The Austrian Landwehr (which retains the old designation K.K., formerly applied to the Austrian regular army) is organized in 8 divisions of varying strength, the "Royal Hungarian" Landwehr or Honveds in 7 divisions, both Austrian and Hungarian Landwehr having in addition cavalry (Uhlans and hussars) and artillery. It is probable that a Landwehr or Honveds division will, in war, form part of each army corps except in the case of the Vienna corps, which has 3 divisions in peace. The remaining men of military age (up to 42) as usual form the Landsturm.
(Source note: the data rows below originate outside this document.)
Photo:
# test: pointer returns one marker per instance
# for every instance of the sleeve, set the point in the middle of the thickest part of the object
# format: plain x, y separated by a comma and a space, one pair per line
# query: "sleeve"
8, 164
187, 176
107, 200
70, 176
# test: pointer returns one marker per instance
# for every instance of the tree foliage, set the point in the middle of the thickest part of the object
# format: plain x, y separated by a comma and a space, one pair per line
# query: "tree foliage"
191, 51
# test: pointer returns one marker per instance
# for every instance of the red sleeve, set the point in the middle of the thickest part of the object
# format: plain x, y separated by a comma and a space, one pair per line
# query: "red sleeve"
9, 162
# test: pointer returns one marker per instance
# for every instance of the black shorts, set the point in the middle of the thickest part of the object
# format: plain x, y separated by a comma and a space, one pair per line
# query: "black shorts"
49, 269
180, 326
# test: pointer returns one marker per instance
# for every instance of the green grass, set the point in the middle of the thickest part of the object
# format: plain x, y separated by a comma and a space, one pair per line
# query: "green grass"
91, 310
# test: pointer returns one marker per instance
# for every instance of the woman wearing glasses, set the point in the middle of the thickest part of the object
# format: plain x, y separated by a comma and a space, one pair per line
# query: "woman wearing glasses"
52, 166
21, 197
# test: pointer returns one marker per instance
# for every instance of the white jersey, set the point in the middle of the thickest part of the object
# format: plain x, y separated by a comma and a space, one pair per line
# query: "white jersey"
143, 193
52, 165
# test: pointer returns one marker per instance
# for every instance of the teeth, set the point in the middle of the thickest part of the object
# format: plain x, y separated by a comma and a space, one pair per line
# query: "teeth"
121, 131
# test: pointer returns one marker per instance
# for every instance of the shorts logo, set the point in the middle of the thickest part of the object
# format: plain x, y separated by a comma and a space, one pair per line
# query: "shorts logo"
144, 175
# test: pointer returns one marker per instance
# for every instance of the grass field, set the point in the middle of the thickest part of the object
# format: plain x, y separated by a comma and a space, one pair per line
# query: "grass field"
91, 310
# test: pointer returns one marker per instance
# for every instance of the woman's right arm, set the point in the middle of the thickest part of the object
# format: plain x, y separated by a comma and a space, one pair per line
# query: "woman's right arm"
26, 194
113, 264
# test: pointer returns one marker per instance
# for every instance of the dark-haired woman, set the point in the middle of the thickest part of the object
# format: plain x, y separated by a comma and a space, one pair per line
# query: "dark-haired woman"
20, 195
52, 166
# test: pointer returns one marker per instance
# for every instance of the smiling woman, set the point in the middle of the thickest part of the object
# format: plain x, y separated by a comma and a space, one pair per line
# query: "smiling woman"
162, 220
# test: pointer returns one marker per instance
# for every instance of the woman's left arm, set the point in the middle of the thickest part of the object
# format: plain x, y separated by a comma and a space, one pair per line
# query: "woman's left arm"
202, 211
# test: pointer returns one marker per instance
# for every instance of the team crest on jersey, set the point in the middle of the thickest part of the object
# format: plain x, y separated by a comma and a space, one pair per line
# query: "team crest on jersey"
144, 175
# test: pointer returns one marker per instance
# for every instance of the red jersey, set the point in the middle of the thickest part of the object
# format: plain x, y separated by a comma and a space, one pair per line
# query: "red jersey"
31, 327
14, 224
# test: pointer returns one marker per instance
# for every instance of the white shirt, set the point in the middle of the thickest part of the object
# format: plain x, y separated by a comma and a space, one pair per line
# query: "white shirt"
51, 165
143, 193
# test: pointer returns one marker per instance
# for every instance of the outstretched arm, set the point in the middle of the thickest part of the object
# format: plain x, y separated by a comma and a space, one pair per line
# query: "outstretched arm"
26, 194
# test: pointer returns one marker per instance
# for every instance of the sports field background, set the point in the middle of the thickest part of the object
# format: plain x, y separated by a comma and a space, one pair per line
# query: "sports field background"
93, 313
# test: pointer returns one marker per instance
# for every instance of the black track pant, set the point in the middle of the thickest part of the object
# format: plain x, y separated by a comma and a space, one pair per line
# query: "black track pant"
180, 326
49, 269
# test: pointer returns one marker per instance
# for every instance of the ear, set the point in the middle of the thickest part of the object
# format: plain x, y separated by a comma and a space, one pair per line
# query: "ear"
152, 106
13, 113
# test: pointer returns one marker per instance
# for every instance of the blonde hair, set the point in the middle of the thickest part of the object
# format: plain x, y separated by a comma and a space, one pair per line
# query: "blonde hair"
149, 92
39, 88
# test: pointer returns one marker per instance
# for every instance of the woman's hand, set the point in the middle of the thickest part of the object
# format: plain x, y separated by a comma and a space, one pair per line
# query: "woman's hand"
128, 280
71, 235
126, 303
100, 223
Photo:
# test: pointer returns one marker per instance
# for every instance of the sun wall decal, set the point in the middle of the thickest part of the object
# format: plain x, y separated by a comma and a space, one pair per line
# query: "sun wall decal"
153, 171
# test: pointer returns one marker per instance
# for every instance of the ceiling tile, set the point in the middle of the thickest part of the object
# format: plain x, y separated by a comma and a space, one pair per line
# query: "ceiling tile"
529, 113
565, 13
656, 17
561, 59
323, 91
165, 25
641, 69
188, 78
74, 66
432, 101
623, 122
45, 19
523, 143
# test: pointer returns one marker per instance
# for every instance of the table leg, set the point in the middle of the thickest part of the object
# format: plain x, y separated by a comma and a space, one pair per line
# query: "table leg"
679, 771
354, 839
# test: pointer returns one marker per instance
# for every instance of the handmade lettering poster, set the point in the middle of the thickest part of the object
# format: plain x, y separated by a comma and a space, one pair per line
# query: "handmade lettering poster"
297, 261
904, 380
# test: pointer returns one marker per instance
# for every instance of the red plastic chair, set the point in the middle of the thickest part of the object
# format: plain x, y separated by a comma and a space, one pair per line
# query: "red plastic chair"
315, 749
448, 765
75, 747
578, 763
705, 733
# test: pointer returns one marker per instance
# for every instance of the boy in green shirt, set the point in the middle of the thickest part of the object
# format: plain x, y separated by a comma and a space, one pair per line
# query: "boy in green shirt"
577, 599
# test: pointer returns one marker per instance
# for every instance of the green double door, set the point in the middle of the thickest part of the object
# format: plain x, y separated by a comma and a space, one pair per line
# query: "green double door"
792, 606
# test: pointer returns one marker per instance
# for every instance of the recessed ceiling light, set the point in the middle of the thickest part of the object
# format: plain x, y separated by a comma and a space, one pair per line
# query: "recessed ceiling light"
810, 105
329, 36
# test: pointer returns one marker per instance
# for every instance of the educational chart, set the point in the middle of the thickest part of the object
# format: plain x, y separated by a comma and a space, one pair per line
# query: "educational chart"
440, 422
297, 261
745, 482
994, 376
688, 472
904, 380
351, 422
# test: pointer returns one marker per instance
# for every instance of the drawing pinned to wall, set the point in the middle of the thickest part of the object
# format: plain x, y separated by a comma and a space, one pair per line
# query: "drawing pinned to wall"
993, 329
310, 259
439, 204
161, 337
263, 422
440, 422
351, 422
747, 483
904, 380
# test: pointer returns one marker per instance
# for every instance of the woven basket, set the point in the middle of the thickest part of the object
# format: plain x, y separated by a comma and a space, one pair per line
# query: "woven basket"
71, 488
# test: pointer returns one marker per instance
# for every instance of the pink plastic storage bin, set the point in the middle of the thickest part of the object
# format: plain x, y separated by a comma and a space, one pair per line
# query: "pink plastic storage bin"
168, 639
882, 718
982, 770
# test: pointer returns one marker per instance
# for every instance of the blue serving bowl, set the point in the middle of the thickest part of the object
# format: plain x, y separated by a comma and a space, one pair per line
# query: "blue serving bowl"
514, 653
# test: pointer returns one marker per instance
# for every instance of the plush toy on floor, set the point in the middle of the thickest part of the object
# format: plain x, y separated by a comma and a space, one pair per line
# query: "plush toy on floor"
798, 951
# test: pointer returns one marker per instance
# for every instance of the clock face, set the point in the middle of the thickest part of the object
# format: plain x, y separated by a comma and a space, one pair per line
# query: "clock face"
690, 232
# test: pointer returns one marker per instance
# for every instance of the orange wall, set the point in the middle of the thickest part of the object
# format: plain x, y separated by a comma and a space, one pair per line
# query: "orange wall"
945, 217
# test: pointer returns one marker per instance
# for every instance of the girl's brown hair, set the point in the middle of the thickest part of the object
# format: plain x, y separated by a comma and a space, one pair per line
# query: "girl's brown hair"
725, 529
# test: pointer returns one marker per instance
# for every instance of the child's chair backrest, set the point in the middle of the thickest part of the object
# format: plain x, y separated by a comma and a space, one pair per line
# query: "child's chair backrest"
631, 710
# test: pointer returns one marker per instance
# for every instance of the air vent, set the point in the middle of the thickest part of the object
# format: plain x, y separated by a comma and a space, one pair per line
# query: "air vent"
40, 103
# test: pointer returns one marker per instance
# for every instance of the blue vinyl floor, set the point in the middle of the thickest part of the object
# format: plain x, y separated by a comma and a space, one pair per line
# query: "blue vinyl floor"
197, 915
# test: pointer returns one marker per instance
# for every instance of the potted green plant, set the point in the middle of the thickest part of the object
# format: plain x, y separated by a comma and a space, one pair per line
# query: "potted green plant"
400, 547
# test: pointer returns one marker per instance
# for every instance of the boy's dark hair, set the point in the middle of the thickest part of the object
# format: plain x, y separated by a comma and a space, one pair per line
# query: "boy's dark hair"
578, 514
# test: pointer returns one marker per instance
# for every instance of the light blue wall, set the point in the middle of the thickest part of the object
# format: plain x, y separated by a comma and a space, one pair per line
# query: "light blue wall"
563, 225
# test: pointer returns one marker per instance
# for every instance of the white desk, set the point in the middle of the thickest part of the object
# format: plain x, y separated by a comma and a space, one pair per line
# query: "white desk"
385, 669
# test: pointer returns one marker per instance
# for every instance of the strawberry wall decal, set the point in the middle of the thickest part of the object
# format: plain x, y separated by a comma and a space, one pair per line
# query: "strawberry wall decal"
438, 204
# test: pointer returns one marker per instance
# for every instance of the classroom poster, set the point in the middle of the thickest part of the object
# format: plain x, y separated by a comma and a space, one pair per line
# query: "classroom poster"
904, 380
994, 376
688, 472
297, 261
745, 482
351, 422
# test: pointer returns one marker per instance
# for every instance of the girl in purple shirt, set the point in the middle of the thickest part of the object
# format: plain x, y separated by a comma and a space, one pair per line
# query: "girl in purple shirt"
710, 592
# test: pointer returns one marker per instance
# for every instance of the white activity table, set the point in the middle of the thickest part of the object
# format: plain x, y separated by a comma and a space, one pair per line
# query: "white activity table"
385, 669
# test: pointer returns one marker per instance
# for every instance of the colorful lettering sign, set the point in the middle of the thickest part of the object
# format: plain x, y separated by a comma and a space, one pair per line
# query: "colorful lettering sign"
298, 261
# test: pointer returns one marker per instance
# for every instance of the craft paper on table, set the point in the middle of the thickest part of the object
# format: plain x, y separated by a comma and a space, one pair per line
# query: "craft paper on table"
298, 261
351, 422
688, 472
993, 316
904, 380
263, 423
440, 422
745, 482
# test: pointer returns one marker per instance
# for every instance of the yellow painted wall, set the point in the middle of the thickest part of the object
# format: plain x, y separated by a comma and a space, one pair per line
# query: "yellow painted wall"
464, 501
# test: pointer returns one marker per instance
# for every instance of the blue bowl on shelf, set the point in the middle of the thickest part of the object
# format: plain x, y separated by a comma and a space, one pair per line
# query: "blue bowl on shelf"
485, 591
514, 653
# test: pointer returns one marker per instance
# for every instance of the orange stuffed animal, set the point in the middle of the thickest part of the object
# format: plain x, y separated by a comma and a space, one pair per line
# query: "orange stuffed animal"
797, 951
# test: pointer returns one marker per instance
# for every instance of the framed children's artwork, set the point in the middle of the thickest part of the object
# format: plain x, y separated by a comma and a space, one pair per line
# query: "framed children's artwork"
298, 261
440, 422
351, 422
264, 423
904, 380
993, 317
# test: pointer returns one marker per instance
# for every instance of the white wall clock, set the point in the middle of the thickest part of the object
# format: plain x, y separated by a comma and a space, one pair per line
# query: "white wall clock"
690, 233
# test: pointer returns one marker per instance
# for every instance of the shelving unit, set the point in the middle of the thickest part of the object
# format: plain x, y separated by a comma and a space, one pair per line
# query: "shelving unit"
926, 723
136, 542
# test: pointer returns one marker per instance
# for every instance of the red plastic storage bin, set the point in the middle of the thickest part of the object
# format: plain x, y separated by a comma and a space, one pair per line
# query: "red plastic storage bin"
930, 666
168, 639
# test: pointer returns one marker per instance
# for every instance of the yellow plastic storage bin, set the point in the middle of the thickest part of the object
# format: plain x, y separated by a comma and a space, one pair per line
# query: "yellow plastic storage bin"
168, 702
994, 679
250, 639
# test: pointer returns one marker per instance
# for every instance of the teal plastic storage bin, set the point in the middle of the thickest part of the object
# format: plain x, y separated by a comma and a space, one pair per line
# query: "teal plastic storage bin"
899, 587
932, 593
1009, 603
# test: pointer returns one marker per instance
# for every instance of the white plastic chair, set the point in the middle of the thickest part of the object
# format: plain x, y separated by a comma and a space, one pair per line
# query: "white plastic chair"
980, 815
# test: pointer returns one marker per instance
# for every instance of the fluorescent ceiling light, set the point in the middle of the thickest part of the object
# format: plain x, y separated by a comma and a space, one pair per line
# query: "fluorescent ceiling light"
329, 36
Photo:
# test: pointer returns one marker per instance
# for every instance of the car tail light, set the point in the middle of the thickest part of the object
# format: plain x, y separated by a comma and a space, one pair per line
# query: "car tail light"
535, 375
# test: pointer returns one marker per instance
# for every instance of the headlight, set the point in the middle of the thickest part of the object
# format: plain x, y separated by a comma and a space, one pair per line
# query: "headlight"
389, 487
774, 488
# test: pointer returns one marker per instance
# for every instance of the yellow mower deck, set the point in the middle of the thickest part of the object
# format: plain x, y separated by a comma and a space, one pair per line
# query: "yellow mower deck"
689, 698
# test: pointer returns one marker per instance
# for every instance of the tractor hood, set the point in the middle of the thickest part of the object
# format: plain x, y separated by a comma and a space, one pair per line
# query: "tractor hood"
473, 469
It is to be noted that this Landsturm comprises many men who would elsewhere be classed as Landwehr.
The strength of the Austro-Hungarian army on a peace footing was as follows in 1905: -
Technical troops (Pioneers, and
Belonging to the
The troops stationed in Bosnia and Herzegovina in 1905 (376 officers and 6372 men) are included in the total for the common army.
The peace strength of the active army in combatants is thus about 350,000 officers and men, inclusive of the two Landwehrs and of the Austrian "K.K." guards, the Hungarian crown guards, the gendarmerie, etc. The numbers of the Landsturm and the war strength of the whole armed forces are not published. It is estimated that the first line army in war would consist of 460,000 infantry, 49,000 cavalry, 78,000 artillery, 21,000 engineers, etc., beside train and non-combatant soldiers. The Landwehr and Honved would yield 219,000 infantry and 18,000 cavalry, and other reserves 223,000 men. These figures give an approximate total strength of 1,147,000, not inclusive of Landsturm.